This morning I stumbled upon this photo from 2014. Three years ago, y’all! We still lived in Oregon then. Beautiful chilly Oregon.
We’d driven down to the Corvallis Waterfront, a beautiful park along the Willamette River. It was chilly but not raining so we bundled up the kids as much as they would let us and I brought my big camera to try to get a decent photograph for our Christmas card. The kids didn’t really want to pose. It was cold and everything was damp with dew. So I had them climb up on a picnic table and told them to hug each other.
So Benjamin naturally put Madeleine in gentle headlock.
And then swung wildly the other direction. Way too much affection, bud!
And then everything fell into place for one brief moment, and I got this gem!
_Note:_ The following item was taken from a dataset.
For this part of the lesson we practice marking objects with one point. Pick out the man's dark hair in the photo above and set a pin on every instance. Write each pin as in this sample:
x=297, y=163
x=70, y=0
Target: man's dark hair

…. I still cannot believe how big they look in this photo. Madeleine was almost 3 and Benjamin almost 5. Big and also so little. I mean, look at those baby teeth!
I slapped on some Merry Christmas text and sent this photo out as our Christmas card that year. Looking at it again, I realize I really need to print it as an 11×14 and display it up on the wall. Not only are my children beautiful in it, but this photo, like so many others, makes me miss our Oregon home. The cold-weather clothes and cold noses and rosy cheeks. And friends. So many friends who became like family. Who still are family.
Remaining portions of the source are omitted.